In the sequel, Rosa, now 59 years old, has moved to Miami (a "hellish place") after literally destroying the junk shop in New York which she had owned. She lives an isolated life in a dilapidated one room apartment. Stella, who remained in New York, supports her financially, and is her primary source of contact with the outside world. A serendipitous meeting at a laundromat with a Mr. Persky, however, changes Rosa's life.
This is not to imply that there is a romanticized ending to this story--just a glimmer of hope of reconnection to the world is offered. For Rosa was still living the holocaust. As she put it--there's life before, life during (Hitler's reign) and life after--"Before is a dream. After is a joke. Only during stays." This orientation to the world is what Persky challenges.
Miscellaneous
Publisher
Random House: Vintage International
Place Published
New York
Edition
1990
Page Count
69
Commentary
The shawl and its connection to the core event in Rosa's life continues to carry significance in the second story.

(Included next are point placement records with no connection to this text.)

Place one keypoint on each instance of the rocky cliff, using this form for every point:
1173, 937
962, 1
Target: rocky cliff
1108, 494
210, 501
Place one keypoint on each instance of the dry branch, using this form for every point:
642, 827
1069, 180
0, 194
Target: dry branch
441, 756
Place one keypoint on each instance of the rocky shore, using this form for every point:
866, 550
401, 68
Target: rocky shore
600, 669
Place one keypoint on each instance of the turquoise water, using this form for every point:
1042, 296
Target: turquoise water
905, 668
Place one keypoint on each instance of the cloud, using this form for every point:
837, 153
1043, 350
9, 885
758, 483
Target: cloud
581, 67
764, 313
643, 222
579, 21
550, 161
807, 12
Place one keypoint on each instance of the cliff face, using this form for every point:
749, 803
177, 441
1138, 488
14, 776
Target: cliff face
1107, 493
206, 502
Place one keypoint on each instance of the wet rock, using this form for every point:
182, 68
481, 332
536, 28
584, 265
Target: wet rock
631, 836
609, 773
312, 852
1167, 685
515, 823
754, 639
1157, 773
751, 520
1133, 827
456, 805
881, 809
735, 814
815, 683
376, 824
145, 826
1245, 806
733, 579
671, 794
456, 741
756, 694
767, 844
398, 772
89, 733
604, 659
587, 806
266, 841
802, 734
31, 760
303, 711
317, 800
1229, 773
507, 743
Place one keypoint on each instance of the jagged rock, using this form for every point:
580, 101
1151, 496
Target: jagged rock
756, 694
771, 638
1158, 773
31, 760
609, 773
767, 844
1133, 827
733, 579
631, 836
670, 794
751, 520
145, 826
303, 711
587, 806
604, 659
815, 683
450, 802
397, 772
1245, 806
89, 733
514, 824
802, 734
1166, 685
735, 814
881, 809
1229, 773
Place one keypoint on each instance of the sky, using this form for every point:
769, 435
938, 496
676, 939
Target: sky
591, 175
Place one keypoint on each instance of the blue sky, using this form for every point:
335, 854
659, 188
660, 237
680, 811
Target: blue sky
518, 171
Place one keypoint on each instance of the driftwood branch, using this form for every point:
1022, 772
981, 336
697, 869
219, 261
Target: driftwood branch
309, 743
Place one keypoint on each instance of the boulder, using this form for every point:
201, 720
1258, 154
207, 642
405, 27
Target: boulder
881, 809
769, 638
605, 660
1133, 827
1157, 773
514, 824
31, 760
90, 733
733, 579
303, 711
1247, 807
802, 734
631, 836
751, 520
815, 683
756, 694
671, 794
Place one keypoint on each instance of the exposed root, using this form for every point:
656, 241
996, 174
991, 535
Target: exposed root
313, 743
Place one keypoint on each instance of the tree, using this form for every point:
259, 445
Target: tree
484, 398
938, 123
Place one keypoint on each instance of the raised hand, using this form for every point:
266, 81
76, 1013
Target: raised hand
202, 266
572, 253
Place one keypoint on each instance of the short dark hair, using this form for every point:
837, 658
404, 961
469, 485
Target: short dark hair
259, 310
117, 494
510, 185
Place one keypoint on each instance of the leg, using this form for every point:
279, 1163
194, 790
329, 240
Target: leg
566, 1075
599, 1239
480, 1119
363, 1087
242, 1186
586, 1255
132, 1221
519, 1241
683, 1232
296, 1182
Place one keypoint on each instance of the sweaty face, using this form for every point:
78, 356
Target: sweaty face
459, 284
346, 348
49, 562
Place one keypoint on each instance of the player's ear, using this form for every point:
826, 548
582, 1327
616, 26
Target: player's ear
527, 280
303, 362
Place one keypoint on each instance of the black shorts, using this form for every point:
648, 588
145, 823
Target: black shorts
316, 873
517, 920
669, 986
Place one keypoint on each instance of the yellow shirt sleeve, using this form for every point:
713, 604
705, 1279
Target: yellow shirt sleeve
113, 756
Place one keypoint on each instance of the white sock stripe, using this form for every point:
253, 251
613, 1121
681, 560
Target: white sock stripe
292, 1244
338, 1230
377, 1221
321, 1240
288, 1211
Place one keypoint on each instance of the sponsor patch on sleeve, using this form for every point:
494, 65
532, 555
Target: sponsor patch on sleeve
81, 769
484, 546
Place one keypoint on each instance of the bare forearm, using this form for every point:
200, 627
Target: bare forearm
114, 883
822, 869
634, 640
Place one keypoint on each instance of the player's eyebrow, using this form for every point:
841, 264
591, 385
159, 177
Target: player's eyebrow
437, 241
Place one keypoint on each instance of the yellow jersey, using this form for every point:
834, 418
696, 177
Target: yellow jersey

Throughout the second story Rosa eagerly awaits its arrival from Stella--although Rosa doesn't need such a "talisman," as Stella refers to it, to evoke the images of her deceased daughter and of Rosa's family's contented life in pre-war Warsaw. In fact, Rosa has created countless lives for her daughter, with whom she regularly communicates, usually sharing with her stories of the grandeur of Warsaw. One could see Rosa as a crazy woman, one way she refers to herself, but one can't help empathize with her and her struggle to maintain sanity and dignity in the face of evil.
Another theme which emerges in this book is the use of the term "survivor" and those who study "them". Ozick has addressed this in other forums and does so through Rosa as well--clearly finding their objectification of these persons who have suffered so much another form of inhumanity.